From Pipi’s Pasture: Bud and Patches |

From Pipi’s Pasture: Bud and Patches

Diane Prather/For Craig Press

We live in a troubled world, at present. Considering all the violence and dissension, it’s a negative world, indeed. However, if we look around, we can find plenty of positives, too. Sometimes, even the smallest things make us smile. For example, my family and I enjoy watching Bud and Patches, two cats that live here at Pipi’s Pasture.

First, I need to explain there are quite a lot of outdoor cats around here, of every age, size, and color. Some of them, one female cat, in particular, live here all the time and have for years. Other cats, mostly the males, come and go. Some cats belong somewhere else and just visit. In any case, I put cat food out in several locations around Pipi’s Pasture, and in return, the cats keep the mice population down.

Bud, a solid black male, came to live with us last July, when our son, Jamie, and family made a move from Bailey, Colorado. I thought Bud might not stick around, but he was gentle, so he settled in and made Pipi’s Pasture his home. When spring arrived, we didn’t see as much of Bud. He was busy courting the females.

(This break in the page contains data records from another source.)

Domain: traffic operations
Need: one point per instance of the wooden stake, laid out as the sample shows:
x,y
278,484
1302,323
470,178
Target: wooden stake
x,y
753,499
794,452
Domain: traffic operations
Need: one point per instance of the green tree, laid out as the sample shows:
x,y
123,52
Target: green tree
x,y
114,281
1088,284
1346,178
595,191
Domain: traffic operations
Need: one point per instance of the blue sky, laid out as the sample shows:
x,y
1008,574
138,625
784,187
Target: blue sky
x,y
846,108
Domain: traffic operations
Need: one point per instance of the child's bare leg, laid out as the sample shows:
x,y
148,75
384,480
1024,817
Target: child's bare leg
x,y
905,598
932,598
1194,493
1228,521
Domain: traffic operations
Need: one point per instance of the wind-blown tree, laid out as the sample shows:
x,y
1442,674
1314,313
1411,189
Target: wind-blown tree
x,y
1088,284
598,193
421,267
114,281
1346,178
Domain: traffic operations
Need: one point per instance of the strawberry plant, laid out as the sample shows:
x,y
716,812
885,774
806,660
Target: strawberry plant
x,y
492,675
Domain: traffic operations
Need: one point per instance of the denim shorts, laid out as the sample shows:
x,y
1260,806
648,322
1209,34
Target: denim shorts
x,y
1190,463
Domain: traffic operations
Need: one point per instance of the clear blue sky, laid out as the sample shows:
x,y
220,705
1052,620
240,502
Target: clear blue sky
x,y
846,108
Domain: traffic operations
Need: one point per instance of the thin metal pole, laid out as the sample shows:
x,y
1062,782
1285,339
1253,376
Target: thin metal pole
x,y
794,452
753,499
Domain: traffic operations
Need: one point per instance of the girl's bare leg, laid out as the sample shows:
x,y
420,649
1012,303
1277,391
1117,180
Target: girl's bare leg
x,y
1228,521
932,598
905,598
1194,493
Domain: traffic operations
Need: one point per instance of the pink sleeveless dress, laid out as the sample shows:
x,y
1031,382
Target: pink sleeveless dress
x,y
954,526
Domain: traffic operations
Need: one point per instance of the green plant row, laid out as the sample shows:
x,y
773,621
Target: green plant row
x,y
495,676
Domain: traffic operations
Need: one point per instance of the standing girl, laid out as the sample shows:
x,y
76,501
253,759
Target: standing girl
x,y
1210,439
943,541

One day, early in the spring, Bud brought a female cat to the house and showed her where the food could be found on the front porch. I first saw them as they ate together from the pan. Since she

has a patchwork pattern of yellow, tan, brown, black, orange, and white on her fur, I have been calling her Patches. It was the first time I had seen this cat.

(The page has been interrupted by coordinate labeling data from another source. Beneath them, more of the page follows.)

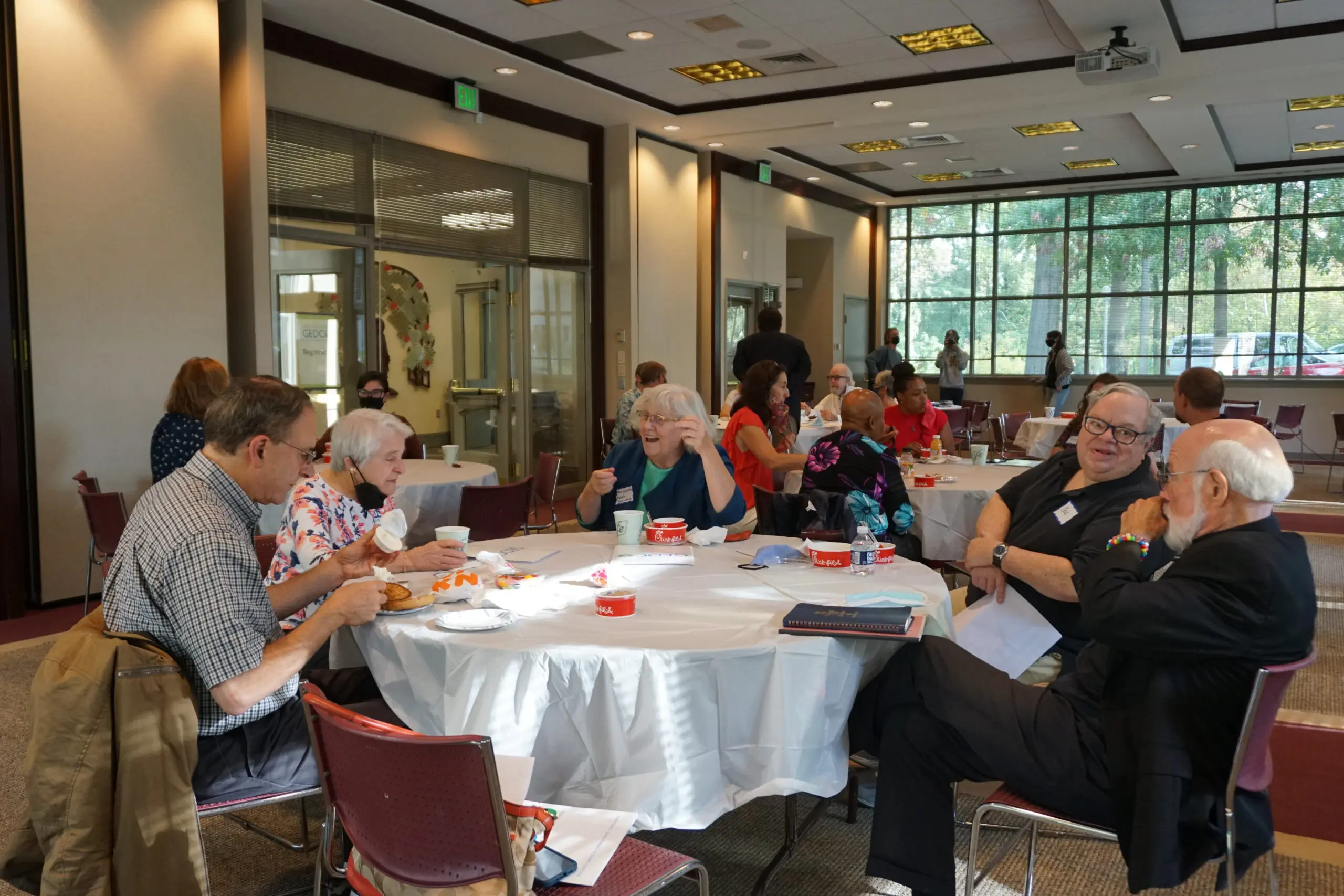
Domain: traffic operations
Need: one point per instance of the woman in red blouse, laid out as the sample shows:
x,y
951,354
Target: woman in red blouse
x,y
754,452
913,419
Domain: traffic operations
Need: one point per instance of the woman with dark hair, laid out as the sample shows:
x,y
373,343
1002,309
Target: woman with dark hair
x,y
748,440
182,430
913,418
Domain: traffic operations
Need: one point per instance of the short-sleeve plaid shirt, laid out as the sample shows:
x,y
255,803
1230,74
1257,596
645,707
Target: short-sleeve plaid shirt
x,y
186,573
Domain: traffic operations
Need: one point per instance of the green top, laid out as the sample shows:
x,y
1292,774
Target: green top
x,y
654,477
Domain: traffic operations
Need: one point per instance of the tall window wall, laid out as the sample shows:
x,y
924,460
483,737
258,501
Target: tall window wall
x,y
1141,284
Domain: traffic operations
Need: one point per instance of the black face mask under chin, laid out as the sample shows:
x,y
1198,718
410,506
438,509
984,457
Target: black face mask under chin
x,y
369,496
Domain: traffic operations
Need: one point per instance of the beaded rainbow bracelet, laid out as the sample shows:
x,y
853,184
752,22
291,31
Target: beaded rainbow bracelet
x,y
1122,539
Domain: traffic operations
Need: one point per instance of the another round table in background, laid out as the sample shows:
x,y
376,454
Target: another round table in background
x,y
429,493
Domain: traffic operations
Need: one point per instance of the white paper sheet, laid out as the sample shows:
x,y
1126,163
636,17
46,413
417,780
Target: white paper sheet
x,y
589,837
1009,636
515,777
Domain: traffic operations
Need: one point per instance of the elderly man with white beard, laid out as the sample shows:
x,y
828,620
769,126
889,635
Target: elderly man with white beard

Bud and Patches have been together since. Their couple relationship seems a little unusual to us, because we don’t recall seeing paired up cats before. Wherever Patches had lived before didn’t seem to matter; she has made Pipi’s Pasture her home.

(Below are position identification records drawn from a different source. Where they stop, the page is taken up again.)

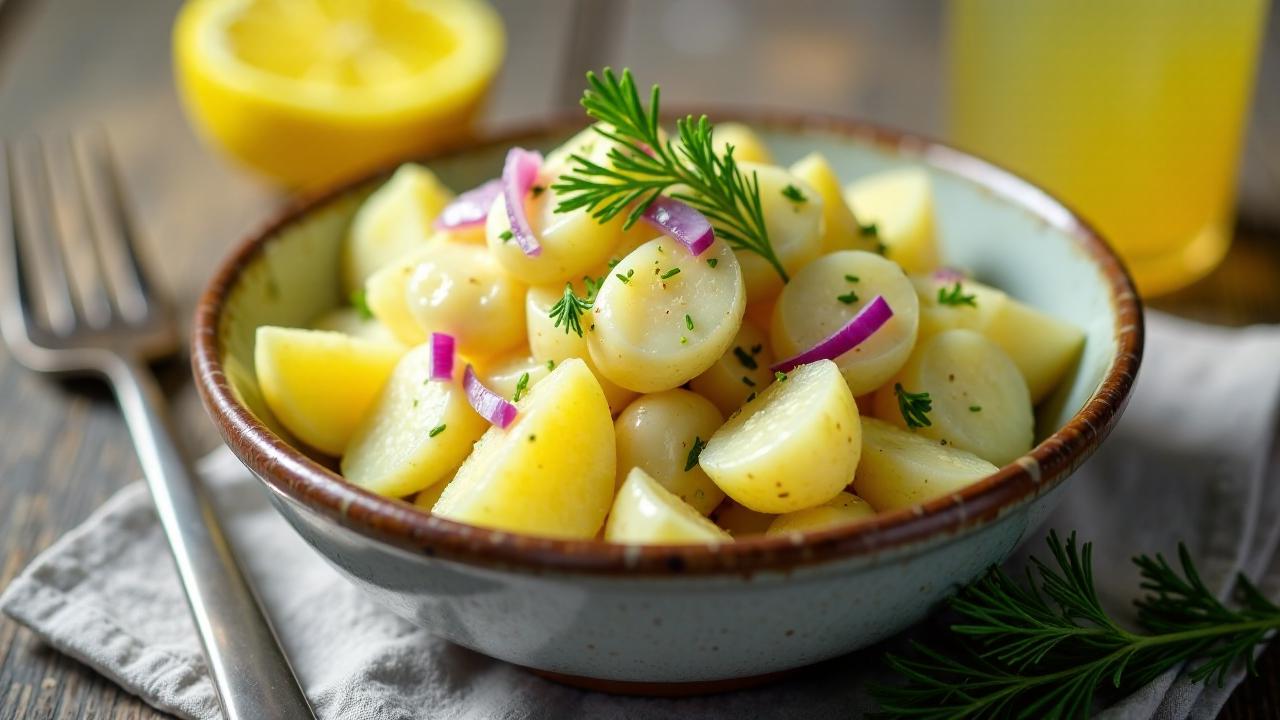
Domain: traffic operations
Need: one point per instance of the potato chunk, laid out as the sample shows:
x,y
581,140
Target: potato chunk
x,y
551,472
840,229
393,222
645,513
662,434
743,370
841,510
416,433
826,295
794,222
900,469
670,319
320,383
900,204
792,447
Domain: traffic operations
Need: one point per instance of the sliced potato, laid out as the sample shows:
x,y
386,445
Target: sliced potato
x,y
417,432
900,204
740,520
840,229
743,370
460,290
900,469
551,472
826,295
794,227
795,446
551,343
639,331
662,434
348,320
393,222
647,513
320,383
840,510
979,400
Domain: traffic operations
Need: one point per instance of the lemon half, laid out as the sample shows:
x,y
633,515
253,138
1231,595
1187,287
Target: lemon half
x,y
312,91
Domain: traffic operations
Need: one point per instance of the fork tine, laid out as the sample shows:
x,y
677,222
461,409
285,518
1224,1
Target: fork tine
x,y
36,235
114,229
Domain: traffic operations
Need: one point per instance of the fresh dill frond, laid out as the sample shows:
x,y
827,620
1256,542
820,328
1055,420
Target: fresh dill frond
x,y
955,296
914,406
643,165
1046,647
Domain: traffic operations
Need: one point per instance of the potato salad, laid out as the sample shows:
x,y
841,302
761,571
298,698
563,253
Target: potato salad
x,y
659,335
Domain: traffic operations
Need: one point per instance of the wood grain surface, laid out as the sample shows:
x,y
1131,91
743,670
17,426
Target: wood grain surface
x,y
67,64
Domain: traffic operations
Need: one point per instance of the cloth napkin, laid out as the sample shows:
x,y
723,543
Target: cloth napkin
x,y
1194,459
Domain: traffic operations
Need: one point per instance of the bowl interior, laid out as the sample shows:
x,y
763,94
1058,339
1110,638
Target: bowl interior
x,y
1025,247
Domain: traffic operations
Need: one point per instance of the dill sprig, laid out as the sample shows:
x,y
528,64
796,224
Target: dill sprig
x,y
644,165
1046,647
914,406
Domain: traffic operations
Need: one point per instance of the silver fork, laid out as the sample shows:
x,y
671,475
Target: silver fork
x,y
74,300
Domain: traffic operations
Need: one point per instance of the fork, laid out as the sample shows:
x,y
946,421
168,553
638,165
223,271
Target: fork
x,y
108,320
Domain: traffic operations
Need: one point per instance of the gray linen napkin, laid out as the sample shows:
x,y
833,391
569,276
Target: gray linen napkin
x,y
1194,459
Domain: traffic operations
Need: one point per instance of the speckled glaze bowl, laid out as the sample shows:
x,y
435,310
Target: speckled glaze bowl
x,y
690,618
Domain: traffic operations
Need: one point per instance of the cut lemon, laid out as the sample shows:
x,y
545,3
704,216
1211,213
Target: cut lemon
x,y
311,91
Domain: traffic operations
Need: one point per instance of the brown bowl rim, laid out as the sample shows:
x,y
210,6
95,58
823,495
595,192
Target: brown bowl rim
x,y
297,477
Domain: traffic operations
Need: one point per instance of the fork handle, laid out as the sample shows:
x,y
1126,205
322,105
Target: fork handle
x,y
251,673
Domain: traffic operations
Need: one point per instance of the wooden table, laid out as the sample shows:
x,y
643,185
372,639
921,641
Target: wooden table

One day, maybe at the beginning of summer, our granddaughter, Megan, spotted Bud and Patches with a kitten. Dad and Mom walked side-by-side, and the little black fur ball trotted along beside. Then, three of them came up on the porch and shared cat food.

Eventually, the kitten learned to come up the front porch steps by himself, while Bud and Patches rested happily in the shade of the big trees out front. They were proud parents, indeed.

Then, one morning Megan and I found the baby dead in the front. There was no evidence that might indicate the baby had been killed by another cat or predator. Patches grieved for two days and nights, calling gently to her baby. Bud stayed with her. We can only hope they will raise another baby, maybe even a fall litter.

Since then, Bud and Patches are together, as usual. They eat side-by-side, and they sleep on some empty grain sacks in the carport where we store grain. They wander around the yard, checking out the various food locations, and rest in the shade of the yard trees. It’s heartwarming to witness such a cat relationship.

It just goes to show — we can see some pretty neat things when take the time to observe.